FIVE life-saving hounds have begun vital training to learn how to detect skin cancer through their keen sense of smell.
Saunderton-based charity Hearing Dogs for Deaf People has been working with health professionals from the Buckinghamshire Hospitals NHS Trust and has already found evidence that dogs can be trained to sniff out bladder cancer.
The project found evidence that dogs could detect the bladder cancer from distinctive smells in sufferers' urine.
Now the dogs will be used to try to detect skin cancer, including two previously used on the bladder cancer project.
Trainer Claire Guest said: "During the bladder cancer research the dogs were trained to detect cancer in a small sample of urine. With skin cancer, the dogs will be asked to detect the cancer on a patch of skin."
The animals will need at least six months to get up to speed.
The research is being funded through an Erasmus Wilson grant for dermatological research from Amersham Hospital.
Findings are expected to take many months to compile.

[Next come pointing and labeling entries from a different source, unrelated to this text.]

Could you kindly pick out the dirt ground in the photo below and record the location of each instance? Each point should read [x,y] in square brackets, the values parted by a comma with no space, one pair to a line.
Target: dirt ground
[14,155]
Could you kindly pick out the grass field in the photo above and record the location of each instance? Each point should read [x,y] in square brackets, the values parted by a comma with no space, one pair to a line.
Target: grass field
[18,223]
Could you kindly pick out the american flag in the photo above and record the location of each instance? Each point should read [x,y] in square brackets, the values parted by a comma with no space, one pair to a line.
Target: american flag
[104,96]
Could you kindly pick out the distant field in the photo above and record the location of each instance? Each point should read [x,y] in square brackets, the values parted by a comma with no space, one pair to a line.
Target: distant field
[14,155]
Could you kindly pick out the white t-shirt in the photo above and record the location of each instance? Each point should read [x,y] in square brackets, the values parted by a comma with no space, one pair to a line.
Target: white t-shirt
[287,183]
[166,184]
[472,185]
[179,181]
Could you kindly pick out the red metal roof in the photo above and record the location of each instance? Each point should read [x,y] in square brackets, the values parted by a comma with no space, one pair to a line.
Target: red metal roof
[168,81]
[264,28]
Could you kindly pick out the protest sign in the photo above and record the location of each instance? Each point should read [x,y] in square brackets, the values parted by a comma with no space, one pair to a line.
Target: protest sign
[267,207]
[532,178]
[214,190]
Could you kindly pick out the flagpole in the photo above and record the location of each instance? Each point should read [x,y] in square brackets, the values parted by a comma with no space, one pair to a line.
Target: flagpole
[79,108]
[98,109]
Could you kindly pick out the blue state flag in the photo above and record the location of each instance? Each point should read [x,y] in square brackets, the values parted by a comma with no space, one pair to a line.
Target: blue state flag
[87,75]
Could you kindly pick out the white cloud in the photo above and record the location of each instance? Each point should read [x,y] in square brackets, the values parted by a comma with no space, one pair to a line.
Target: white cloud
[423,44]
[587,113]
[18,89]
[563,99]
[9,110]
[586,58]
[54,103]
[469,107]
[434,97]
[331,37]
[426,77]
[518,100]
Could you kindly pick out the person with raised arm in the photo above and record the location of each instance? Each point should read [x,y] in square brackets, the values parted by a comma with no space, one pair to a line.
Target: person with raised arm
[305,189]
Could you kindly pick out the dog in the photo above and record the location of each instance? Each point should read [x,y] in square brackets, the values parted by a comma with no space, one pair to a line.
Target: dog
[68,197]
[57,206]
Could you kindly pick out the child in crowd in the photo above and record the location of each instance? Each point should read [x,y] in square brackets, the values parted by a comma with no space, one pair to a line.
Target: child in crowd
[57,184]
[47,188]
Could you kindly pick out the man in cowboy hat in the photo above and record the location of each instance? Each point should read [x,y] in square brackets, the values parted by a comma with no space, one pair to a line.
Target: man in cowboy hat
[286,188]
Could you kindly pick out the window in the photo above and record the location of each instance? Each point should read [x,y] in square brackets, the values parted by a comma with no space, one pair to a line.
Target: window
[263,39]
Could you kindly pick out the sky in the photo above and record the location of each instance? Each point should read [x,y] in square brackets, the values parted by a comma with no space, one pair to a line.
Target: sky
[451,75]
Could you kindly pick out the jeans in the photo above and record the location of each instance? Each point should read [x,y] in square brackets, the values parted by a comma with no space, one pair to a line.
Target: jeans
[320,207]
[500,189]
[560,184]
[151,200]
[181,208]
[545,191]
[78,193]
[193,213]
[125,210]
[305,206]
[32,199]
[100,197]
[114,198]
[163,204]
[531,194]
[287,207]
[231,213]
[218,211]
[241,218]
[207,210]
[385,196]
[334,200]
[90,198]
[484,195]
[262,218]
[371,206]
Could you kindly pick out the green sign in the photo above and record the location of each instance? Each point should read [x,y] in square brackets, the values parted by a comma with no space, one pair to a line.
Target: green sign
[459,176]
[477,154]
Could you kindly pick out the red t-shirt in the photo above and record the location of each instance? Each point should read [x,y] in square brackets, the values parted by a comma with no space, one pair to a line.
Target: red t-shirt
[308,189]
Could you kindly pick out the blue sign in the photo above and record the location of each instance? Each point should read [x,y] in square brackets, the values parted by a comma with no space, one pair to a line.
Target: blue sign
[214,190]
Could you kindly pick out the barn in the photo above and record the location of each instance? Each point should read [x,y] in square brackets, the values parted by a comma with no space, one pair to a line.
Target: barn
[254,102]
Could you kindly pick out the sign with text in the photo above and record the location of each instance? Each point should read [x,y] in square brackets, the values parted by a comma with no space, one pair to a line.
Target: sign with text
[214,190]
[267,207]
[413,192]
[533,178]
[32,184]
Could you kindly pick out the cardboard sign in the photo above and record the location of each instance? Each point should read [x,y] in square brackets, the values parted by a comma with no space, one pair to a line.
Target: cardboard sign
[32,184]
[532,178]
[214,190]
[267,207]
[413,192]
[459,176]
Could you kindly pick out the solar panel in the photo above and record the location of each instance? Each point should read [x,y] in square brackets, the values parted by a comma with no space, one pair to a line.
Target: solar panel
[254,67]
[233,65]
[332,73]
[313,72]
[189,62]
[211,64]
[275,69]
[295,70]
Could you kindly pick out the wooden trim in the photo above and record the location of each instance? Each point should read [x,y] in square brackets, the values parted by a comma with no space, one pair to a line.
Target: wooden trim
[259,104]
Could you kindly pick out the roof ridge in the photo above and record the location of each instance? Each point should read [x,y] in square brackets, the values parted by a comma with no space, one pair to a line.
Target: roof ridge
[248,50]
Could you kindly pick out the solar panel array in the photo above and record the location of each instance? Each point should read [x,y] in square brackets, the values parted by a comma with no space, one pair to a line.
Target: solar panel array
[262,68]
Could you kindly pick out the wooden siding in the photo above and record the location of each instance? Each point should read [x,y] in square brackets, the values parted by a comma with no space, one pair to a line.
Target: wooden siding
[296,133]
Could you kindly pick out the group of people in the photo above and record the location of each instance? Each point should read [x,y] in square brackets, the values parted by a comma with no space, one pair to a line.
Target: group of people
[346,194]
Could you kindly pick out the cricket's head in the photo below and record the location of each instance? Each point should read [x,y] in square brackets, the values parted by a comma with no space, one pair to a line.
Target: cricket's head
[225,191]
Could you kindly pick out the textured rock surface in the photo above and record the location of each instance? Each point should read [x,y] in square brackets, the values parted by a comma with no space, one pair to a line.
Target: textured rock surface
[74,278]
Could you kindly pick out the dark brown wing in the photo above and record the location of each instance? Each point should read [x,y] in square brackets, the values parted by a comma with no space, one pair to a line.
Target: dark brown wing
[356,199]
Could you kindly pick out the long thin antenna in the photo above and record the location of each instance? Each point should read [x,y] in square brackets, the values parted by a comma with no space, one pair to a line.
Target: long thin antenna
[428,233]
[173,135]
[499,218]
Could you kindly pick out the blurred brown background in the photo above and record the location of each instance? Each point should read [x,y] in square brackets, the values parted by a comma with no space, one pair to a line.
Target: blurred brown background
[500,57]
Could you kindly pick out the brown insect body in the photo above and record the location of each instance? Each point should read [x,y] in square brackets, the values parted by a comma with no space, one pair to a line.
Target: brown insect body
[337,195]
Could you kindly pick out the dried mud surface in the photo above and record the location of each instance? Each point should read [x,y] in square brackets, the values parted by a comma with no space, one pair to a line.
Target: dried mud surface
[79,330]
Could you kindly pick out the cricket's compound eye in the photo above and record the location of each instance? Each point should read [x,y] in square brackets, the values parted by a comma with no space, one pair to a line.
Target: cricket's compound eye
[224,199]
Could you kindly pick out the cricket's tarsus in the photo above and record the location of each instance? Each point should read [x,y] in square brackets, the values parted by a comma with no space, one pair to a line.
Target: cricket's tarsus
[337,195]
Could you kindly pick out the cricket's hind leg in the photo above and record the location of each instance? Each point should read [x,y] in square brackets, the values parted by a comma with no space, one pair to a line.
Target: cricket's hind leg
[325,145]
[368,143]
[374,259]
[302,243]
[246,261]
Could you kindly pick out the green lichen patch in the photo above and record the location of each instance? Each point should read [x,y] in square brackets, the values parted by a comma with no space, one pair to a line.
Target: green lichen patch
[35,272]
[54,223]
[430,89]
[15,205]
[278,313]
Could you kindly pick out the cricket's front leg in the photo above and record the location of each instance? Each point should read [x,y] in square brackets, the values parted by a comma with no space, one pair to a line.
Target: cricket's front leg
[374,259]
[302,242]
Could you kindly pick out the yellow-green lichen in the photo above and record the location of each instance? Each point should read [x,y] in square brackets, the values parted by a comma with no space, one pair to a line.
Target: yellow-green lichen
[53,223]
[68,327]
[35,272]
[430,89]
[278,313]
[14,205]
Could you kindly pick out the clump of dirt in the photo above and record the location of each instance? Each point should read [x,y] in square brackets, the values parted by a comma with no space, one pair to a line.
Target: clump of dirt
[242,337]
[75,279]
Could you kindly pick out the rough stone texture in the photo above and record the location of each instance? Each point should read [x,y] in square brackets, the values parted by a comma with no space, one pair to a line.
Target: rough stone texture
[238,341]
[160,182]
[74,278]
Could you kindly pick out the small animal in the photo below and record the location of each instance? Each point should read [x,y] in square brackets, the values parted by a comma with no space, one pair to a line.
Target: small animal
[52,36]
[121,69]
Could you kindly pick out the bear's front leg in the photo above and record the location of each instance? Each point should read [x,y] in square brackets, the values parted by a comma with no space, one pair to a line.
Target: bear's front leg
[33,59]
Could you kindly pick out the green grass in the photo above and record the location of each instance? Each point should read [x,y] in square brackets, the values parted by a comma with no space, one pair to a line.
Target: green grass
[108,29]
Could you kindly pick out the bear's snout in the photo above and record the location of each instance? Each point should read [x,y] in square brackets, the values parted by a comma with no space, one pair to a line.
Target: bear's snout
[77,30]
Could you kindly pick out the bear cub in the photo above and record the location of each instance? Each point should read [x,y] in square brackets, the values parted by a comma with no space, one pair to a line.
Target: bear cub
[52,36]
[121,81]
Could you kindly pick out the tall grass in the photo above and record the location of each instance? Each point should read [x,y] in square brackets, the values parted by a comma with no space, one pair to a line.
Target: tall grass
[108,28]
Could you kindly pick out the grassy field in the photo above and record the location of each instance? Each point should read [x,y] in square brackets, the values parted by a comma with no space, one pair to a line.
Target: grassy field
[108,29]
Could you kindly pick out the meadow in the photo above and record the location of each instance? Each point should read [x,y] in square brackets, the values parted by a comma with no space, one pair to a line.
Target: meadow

Ms Guest said: "Our original research was done on a shoestring and we only had a grant from one person which just covered costs. We had to do all the training in our spare time for one-and-a-half years."
"Now we have proved that dogs can detect cancer we needed lots of support, and there is great interest."
The theory that dogs could detect cancer started as a scattering of stories across the world.
People claimed they had been saved from undetected life-threatening cancers bec- ause their dog was attracted to a cancerous area.
Rather than having dogs employed by hospitals in the future, Ms Guest envisages their research being used to help identify the subtle differences in the many forms of cancer.
She said: "I don't think we will see dogs in hospital wards sniffing patients.
"I think the dogs will form a part of the diagnostic process. There is an awful lot to do in the future. We will probably know a lot more in a few years."